We had to scramble in places, leaning so far forwards we practically kissed the mountain, reaching for crevices in the folded bedrock to haul ourselves up. My breath came ragged, the cold air filling my lungs like knives. I watched Snorri path-finding, sure, measured, no fatigue, but favouring his uninjured leg. He had spoken of his dreams, but he didn’t have to. I’d slept alongside him, heard his muttering, as if he argued the night away with some visitor and when he woke that morning on the tavern floor his eyes, usually a Nordic blue, sky pale, were black as coals. By the time he rose to break fast, no trace of the change remained and I could pretend it a trick of shadows in a hall lit only by borrowed light. But I had not imagined it.
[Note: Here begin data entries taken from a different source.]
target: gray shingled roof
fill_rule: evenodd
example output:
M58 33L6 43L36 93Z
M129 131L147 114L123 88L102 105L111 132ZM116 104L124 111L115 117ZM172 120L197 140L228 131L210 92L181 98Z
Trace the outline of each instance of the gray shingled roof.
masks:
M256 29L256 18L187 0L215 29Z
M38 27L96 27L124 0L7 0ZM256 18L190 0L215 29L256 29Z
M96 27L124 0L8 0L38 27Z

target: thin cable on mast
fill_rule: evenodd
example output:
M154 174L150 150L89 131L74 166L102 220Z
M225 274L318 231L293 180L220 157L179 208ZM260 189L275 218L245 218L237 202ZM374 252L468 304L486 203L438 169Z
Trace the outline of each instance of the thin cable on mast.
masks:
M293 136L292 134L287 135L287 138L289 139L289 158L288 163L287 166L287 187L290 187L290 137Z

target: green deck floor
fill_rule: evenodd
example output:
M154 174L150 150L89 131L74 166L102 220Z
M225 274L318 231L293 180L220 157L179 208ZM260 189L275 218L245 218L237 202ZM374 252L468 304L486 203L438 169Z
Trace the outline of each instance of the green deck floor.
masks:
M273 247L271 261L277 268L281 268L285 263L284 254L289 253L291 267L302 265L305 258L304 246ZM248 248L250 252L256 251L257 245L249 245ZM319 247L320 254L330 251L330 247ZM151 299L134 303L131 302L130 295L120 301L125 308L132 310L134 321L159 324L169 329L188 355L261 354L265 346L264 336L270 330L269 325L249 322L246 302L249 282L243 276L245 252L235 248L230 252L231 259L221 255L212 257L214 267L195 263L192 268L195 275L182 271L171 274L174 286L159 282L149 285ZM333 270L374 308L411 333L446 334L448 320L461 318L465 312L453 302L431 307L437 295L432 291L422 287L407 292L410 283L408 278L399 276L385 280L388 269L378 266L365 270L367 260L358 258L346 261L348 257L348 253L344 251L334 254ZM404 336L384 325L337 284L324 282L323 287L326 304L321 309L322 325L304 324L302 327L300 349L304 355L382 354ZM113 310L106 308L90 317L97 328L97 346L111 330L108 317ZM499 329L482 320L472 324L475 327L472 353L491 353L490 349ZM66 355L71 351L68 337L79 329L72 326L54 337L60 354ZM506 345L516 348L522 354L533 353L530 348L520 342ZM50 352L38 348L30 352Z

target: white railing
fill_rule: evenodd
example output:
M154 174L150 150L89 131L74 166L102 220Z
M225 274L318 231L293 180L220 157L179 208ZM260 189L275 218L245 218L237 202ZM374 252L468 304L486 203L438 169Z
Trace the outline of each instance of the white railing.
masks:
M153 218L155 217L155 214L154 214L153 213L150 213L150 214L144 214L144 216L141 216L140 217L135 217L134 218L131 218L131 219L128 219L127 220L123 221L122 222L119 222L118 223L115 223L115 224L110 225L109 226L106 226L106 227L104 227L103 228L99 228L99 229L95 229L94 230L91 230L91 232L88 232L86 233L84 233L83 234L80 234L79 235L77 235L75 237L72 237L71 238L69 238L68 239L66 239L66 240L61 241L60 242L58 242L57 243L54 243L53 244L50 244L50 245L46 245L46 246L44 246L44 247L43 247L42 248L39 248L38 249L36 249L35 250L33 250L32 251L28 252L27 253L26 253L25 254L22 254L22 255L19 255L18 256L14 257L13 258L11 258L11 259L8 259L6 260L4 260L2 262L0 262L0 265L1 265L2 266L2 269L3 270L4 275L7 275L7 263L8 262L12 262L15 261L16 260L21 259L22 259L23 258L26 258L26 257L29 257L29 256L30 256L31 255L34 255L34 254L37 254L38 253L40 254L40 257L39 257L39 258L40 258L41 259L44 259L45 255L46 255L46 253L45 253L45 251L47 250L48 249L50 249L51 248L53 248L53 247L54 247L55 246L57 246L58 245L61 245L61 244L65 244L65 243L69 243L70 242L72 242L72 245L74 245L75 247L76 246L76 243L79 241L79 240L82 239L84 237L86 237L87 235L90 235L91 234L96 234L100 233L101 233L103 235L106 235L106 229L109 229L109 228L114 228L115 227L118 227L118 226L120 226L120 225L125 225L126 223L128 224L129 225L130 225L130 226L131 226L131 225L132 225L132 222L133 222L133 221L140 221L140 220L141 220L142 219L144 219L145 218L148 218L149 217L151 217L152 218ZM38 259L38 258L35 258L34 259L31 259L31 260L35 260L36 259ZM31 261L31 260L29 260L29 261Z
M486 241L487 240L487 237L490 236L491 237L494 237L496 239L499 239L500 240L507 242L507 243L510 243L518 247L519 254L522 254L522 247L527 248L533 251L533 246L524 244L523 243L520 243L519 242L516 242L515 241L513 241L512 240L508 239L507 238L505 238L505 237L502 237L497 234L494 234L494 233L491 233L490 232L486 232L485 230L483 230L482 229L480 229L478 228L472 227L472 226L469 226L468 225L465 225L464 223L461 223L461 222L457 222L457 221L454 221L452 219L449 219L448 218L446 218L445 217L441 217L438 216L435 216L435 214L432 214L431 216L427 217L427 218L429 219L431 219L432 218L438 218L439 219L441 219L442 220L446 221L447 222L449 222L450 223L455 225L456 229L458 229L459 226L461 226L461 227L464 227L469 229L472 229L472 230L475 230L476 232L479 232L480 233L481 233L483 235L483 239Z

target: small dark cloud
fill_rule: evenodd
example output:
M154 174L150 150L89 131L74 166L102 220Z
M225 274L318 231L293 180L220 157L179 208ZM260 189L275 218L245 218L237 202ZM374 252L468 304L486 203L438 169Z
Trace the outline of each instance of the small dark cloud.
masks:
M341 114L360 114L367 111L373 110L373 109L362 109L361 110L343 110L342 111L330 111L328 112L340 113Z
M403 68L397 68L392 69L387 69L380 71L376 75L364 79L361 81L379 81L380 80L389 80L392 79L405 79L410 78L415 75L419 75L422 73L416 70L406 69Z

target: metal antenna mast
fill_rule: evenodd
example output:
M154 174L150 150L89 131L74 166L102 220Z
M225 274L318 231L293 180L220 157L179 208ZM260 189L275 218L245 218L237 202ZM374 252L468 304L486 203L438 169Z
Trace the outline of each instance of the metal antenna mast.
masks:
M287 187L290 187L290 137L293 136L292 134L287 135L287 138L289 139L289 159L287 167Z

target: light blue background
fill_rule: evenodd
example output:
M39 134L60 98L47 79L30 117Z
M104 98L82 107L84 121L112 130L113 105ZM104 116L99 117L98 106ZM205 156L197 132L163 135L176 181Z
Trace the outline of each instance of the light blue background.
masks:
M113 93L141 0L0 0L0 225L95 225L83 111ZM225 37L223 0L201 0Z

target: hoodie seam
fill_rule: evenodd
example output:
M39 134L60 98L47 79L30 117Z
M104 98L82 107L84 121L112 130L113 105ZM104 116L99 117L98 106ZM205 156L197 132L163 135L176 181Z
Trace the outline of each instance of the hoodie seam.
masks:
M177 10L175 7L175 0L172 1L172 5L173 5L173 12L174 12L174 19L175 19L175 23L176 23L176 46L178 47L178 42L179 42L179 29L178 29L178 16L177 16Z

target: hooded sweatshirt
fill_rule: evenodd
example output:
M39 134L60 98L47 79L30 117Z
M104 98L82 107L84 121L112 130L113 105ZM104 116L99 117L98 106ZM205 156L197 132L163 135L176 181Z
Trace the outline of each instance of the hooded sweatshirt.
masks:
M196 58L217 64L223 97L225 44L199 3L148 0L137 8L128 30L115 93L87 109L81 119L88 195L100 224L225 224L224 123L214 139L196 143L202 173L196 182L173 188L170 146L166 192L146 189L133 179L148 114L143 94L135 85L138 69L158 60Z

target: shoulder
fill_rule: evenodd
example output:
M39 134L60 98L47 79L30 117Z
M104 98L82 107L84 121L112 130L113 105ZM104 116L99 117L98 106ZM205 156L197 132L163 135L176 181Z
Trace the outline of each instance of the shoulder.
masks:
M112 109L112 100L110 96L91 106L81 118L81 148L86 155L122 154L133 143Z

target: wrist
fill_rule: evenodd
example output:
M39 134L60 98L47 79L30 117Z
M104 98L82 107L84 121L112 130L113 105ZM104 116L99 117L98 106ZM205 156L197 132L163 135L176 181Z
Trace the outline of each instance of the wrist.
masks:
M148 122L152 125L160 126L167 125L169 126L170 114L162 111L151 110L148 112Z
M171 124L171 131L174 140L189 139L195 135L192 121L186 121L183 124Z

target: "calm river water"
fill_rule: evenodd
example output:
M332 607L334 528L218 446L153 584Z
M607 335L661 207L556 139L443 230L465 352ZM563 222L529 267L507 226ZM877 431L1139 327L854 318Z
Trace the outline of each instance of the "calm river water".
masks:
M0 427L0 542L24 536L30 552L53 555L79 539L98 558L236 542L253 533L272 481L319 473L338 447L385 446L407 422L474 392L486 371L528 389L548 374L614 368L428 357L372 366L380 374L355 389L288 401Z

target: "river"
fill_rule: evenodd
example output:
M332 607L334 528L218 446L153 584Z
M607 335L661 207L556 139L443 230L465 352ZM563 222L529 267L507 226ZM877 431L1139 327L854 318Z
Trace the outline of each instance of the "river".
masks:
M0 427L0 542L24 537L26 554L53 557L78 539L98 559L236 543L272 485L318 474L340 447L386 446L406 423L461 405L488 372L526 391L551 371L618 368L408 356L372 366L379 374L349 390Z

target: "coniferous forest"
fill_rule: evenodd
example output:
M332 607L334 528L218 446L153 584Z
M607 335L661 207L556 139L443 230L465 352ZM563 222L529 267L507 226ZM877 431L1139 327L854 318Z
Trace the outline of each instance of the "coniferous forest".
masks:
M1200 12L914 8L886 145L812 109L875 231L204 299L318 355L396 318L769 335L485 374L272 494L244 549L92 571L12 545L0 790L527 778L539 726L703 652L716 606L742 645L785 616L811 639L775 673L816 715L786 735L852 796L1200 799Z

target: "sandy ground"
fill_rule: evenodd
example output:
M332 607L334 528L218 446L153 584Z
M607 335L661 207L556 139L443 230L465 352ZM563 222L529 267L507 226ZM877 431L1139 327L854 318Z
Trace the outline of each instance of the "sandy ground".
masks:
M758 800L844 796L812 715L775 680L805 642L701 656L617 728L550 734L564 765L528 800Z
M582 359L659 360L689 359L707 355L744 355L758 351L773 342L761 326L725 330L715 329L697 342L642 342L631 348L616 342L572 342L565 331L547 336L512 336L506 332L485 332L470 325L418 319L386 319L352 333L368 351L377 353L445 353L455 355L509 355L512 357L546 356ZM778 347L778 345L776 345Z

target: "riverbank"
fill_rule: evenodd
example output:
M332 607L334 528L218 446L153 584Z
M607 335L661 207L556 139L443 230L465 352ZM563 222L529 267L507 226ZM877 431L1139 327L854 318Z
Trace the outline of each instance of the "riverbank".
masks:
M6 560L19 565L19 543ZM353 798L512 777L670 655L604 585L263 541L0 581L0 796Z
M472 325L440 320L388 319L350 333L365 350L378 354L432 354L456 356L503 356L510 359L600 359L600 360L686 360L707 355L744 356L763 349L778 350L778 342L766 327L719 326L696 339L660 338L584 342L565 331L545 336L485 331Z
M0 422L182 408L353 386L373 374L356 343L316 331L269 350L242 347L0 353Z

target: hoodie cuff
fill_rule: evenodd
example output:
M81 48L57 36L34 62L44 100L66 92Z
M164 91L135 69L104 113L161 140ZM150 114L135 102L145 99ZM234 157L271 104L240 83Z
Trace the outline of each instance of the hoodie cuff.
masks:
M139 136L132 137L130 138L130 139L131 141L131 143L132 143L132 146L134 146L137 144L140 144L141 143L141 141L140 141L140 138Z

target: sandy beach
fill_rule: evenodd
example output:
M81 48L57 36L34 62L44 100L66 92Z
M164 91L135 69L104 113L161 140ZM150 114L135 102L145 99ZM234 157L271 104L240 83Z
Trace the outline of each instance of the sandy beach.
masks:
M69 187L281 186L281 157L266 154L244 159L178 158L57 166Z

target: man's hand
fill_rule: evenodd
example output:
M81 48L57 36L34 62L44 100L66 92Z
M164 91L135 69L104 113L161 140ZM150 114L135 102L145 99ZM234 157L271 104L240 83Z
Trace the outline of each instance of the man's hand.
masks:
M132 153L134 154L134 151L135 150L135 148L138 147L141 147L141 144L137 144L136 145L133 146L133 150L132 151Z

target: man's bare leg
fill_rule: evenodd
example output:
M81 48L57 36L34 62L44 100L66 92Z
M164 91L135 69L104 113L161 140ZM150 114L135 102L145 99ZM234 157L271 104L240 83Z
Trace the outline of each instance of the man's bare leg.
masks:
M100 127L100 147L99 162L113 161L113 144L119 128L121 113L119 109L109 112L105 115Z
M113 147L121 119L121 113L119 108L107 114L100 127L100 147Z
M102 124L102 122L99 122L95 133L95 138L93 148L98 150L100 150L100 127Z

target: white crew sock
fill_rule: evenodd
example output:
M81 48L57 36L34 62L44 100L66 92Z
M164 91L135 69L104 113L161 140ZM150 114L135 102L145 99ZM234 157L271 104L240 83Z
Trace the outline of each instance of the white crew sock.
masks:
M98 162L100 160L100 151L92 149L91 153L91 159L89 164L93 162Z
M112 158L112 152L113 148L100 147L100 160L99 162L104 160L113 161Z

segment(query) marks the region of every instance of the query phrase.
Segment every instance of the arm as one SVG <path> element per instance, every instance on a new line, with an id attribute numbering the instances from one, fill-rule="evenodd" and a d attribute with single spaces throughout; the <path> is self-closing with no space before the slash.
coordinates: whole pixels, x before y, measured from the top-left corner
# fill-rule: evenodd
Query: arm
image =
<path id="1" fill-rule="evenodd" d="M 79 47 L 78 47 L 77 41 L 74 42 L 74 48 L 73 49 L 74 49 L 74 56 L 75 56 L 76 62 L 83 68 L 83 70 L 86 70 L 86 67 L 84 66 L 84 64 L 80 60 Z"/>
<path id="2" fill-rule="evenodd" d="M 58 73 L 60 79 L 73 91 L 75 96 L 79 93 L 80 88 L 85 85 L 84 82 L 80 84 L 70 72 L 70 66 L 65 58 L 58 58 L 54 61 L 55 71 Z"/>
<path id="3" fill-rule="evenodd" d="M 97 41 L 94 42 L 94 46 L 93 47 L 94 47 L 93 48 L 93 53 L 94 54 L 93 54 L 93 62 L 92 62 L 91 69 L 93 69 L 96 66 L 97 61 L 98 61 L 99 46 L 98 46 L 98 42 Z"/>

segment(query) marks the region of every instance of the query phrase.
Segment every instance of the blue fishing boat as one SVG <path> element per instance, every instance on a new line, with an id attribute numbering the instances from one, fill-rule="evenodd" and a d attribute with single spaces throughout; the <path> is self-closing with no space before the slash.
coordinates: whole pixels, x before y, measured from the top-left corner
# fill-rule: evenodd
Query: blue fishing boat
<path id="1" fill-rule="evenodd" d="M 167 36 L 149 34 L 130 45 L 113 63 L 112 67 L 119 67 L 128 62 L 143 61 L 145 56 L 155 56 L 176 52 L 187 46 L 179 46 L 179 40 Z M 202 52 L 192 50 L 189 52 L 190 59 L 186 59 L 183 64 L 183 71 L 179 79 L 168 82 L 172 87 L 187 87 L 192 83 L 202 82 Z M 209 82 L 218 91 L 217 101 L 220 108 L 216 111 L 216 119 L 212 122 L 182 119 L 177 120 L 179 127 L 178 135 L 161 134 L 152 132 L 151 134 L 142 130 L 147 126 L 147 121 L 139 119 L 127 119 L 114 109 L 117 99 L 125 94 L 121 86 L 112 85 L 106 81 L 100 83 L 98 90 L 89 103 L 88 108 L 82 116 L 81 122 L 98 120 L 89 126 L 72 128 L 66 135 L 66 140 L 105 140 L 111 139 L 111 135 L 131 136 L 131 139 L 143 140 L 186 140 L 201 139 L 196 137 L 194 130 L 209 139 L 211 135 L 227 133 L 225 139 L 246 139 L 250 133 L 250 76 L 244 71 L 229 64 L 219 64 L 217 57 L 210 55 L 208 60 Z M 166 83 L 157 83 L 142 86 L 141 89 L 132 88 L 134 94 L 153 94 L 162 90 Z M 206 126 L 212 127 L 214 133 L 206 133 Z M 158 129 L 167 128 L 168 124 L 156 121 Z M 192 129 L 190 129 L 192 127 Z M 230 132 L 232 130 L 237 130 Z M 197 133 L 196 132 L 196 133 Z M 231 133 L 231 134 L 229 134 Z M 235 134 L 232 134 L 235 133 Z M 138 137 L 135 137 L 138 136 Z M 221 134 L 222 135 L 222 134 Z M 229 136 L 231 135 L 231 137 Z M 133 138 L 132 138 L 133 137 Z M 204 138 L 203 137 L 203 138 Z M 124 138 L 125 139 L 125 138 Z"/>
I sighted the first of the pursuit cresting the ridge behind us while we closed the last hundred yards to the ridge above us. Losing sight of them as we descended the next gorge gave me some comfort. Troubles are troublesome enough without having to look at them all the time. I hoped they’d find the going as tough as I had and that at least a few of the bastards would take the last tumble of their lives.
The shadows started to reach, striating the slopes. My body told me we’d been climbing for a month at the least, but my mind was surprised to discover the day almost over. Night would at least offer a chance to stop-to snatch some rest. Nobody could navigate slopes like these in the dark.